A former high-ranking employee of the Starkey Hearing Foundation has filed a wrongful termination lawsuit, claiming she was fired after raising questions about the number of devices the organization gives away to charity and other business practices.
Maria Vanessa Boys Smith said she alerted executives at the highest levels of the Starkey Hearing Foundation — including co-founder Tani Austin and President Richard Brown — about improprieties that included exaggerations in the number of free hearing aids given on charity missions, not using the most qualified medical providers and conflicts of interest.
Starkey Hearing Foundation denies the allegations and “will vigorously defend against the lawsuit,” said Starkey’s Los Angeles-based attorney, Elena R. Baca.
Boys Smith, who filed the whistleblower lawsuit Friday in California, worked for more than two years in a number of director-level positions at the Starkey Hearing Foundation’s Los Angeles office, until she was terminated April 10. She also is suing Starkey Laboratories Inc. because her last two positions were funded by the Minnesota hearing aid maker.
The action comes amid continuing turmoil for Starkey. The private company based in Eden Prairie has since September fired at least 20 executives, managers and executive assistants, many of whom have since been questioned by the Federal Bureau of Investigation or the Internal Revenue Service. Few details are known about the nature of the investigation, but Starkey has said the company is the victim of a crime.
Bill Austin founded the company in 1967 and still has a 91 percent stake. Starkey controls about 17 percent of global hearing aid sales. Austin and his wife, Tani, in 1984 launched the nonprofit Starkey Hearing Foundation, which by law is required to operate as a separate entity.
Family members are closely aligned with both the business and foundation, with Tani Austin’s sons, Brandon and Steven Sawalich, having served as executives of the foundation. Brandon Sawalich is now a senior vice president of the company.

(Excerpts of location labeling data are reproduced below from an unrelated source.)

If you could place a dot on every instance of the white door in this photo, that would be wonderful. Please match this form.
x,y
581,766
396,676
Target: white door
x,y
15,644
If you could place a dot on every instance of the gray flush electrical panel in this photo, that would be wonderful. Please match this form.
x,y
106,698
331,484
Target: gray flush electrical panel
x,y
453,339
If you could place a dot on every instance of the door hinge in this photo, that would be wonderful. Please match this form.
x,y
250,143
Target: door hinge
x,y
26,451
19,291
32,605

According to Boys Smith’s lawsuit, the Starkey Foundation claimed it had given away an estimated 175,000 hearing aids in 2014. Boys Smith said in the lawsuit it “would be lucky” to have fitted 100,000. The suit called the alleged discrepancy a fraudulent “gross overestimate” that could have jeopardized the foundation’s nonprofit status, as well as its partnership with the Clinton Global Initiative. Starkey has pledged to the Clinton initiative that it will give away more than 1 million hearing aids by the end of the decade.

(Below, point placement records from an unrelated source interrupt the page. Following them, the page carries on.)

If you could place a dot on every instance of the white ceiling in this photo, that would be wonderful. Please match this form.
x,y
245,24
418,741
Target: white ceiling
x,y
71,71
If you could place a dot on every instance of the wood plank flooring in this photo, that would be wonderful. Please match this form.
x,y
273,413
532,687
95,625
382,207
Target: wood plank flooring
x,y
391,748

The Starkey Foundation also routinely engaged in conflicts of interest with the private corporation, the lawsuit claims, calling the process for identifying international patients for free care “deeply flawed.”

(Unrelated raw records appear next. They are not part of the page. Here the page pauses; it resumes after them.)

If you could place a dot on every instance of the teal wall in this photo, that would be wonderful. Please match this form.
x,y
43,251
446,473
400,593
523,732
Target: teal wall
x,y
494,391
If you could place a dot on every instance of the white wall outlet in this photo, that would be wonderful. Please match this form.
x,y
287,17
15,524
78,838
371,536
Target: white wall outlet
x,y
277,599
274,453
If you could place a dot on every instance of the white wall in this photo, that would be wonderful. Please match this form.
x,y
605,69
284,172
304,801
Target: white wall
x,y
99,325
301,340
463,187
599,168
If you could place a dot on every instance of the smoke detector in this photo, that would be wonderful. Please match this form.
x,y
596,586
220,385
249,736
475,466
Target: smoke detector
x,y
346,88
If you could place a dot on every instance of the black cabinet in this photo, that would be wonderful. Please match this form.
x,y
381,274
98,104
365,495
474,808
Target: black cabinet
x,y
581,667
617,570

In numerous countries, the foundation relied on Starkey retailers as foundation “partners” to select the patients, the lawsuit said. Many of the retailers would “upsell” patients to newer hearing aid models or sell other products and services to benefit the company, the suit contends.
Such practices between the private corporation and foundation would “regularly cross the line in blurring the operations,” the suit alleged, and Boys Smith herself saw her job duties and paycheck move between the foundation and the corporation.
Brown, who also serves as Starkey Foundation’s board chairman, was critical of Boys Smith for “stepping out of line” after she told him of discrepancies between the number of hearing aids the foundation claimed on its IRS forms and the donations it reported to the Clinton Global Initiative, the lawsuit said. However, he asked for a full report on the situation.
Brown fired her as director of sustainability a few weeks later, during a regularly scheduled meeting in Minnesota, Boys Smith said in the lawsuit. However, he also said it was not “for performance reasons” and he would offer her a reference.
Starkey Hearing Technologies would not say last week if any current employees are under federal investigation. Since September, the FBI and IRS have searched the homes of Starkey’s fired president, Jerry Ruzicka, and its fired chief financial officer, Scott Nelson, and have questioned several other fired employees.
No indictments have been issued, and the FBI will not discuss the ongoing investigation.
One of the fired executives, Keith Guggenberger, former senior vice president of operations, has filed a wrongful termination and defamation lawsuit against the company. In the complaint, he claims that one reason for the executives’ firings was Ruzicka’s refusal to promote Brandon Sawalich. The lawsuit also maintains that Ruzicka was planning to start a new company.